This past weekend, I got to spend a lot of time in one of my favorite places – down by the riverside. On Friday, a friend arranged a lovely evening by the Schuylkill in Philly where we got to walk and talk and see the way the lights reflected in lines of wavy beauty on the water. We walked for hours, and it was amazing. That river has some great bridges made of stone, these arches overhead that just linger there in all their solidness. My friend said that people built things to last then – and I would add they built things to be beautiful, too.
Then, on Saturday, I jetted down to my parents’ place in Virginia for Easter, and that afternoon, my dad, my cousin, her friend, and I put our kayaks in the river and rowed for a couple of hours down the James. We skirted up a little tributary and passed under another railroad bridge made of stone. Dad said they had put it up when the railroad came through there in the late 1800s. My cousin said, “they built things to last then.” An call-back of the night before that echoed as we passed through the tunnel.
Yesterday, as I drove home along the illustrious I-95, I was struck by how interesting but uninspiring the highway overpasses are. Just south of my house, they’re (who is it that builds highways exactly?) building a huge traffic jungle of ramps and overpasses and underpasses where two major highways meet. The engineering is magnificent, but somehow, it doesn’t cause me to pause and marvel (partially because if I did, I’d be creamed by the traffic). I don’t think these bridges will last that long. We’ll be out doing repairs on them in 5 years – we seem to, now, need to build in fallibility in our constructions. Are we trying to keep ourselves busy? Or are we trying to prove we’re still necessary?
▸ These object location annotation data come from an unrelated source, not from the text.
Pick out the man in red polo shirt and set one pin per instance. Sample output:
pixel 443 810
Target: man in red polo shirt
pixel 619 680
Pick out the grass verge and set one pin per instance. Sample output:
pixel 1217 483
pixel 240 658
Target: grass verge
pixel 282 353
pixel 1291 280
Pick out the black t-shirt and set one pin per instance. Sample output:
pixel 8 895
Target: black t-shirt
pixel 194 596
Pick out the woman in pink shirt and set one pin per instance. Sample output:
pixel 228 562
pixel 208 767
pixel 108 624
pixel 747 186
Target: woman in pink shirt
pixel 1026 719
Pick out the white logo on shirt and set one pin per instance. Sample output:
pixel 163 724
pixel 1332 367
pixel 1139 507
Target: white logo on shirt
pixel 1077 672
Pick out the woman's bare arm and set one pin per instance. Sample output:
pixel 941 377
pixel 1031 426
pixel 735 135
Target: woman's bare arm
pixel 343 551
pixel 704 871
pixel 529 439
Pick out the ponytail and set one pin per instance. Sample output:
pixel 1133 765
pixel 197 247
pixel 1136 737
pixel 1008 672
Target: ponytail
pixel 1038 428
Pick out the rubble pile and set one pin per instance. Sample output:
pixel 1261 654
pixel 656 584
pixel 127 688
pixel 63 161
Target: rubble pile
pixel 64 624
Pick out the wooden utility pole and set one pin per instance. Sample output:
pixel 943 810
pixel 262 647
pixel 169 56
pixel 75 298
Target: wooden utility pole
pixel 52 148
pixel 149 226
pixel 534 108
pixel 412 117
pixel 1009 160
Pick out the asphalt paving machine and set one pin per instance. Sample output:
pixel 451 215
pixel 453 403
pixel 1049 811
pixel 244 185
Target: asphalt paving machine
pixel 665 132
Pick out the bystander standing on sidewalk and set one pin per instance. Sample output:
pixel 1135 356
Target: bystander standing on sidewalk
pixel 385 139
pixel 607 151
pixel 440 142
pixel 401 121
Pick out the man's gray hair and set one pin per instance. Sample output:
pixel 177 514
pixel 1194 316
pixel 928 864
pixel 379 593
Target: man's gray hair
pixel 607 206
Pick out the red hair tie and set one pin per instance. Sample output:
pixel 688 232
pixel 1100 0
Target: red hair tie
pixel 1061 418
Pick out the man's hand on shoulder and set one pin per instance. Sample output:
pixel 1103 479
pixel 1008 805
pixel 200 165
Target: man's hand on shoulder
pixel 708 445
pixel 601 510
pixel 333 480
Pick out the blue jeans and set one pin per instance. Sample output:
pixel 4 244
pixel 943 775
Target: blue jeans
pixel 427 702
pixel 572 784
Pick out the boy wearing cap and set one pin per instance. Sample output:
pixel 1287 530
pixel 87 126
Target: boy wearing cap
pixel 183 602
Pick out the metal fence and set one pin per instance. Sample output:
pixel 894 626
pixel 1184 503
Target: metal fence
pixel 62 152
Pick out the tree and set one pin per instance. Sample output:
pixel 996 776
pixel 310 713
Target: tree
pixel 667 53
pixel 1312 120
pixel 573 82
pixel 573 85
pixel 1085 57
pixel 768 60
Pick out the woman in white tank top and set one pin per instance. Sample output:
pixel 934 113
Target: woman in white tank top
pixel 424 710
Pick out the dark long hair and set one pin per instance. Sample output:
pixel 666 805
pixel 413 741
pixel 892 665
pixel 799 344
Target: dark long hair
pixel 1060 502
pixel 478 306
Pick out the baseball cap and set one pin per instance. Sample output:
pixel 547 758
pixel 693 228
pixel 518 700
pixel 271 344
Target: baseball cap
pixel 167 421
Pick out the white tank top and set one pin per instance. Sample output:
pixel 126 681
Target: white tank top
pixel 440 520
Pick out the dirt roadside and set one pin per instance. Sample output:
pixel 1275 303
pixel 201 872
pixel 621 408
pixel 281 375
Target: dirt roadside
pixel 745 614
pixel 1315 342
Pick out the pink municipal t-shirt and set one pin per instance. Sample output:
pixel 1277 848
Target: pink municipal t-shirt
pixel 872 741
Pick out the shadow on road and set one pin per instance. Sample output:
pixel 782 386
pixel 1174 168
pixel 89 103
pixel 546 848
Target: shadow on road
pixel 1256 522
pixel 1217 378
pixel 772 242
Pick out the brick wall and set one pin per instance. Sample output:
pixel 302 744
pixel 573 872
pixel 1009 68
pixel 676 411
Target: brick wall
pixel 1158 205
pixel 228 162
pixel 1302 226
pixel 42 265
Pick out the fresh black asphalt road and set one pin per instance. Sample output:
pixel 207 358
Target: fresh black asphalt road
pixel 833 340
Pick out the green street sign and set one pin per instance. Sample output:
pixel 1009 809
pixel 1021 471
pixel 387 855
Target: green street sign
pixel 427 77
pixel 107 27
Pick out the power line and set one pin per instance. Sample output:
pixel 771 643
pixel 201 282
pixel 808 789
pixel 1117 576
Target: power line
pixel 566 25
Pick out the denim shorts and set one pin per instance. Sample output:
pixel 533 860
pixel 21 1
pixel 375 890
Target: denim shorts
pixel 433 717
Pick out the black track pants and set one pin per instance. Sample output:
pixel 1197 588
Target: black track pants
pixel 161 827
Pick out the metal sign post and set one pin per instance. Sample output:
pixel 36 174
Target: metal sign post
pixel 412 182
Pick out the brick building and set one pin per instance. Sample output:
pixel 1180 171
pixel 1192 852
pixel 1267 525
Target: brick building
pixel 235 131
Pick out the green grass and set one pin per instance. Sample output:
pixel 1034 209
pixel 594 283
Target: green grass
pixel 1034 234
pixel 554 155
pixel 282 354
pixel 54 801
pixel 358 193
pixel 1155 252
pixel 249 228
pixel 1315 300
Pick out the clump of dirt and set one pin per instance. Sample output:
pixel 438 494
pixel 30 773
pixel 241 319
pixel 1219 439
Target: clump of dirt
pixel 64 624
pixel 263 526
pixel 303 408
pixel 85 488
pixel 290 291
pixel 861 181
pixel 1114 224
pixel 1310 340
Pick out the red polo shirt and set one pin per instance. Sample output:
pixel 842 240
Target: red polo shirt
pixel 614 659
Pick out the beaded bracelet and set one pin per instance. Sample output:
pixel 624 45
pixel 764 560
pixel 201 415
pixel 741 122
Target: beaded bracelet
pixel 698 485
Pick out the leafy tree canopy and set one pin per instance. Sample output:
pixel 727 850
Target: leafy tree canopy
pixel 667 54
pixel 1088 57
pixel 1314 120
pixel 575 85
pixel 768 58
Somehow, in all of this speed, we seem to have lost the desire to build things that last – relationships, bridges, memories. Everything is so quick – communication online, traffic, our days. I wonder what we would get if we simply did the things we loved with slowness and deliberateness. Would we have wonderful weekends like I did that were full of strolls and deep talks, where we would float down the river and see an otter and an osprey and where the great blue heron stood so close I could see it’s eyes as I passed by the island where it stood? Would we have bridges of language and experience that last long beyond us?
In a little over a month, I’ll be trying to live this out. I can’t wait, but then, I’m hurrying again, huh? Maybe I should slow down in this month, too, and see what there is to see. Maybe I can build something to last even now.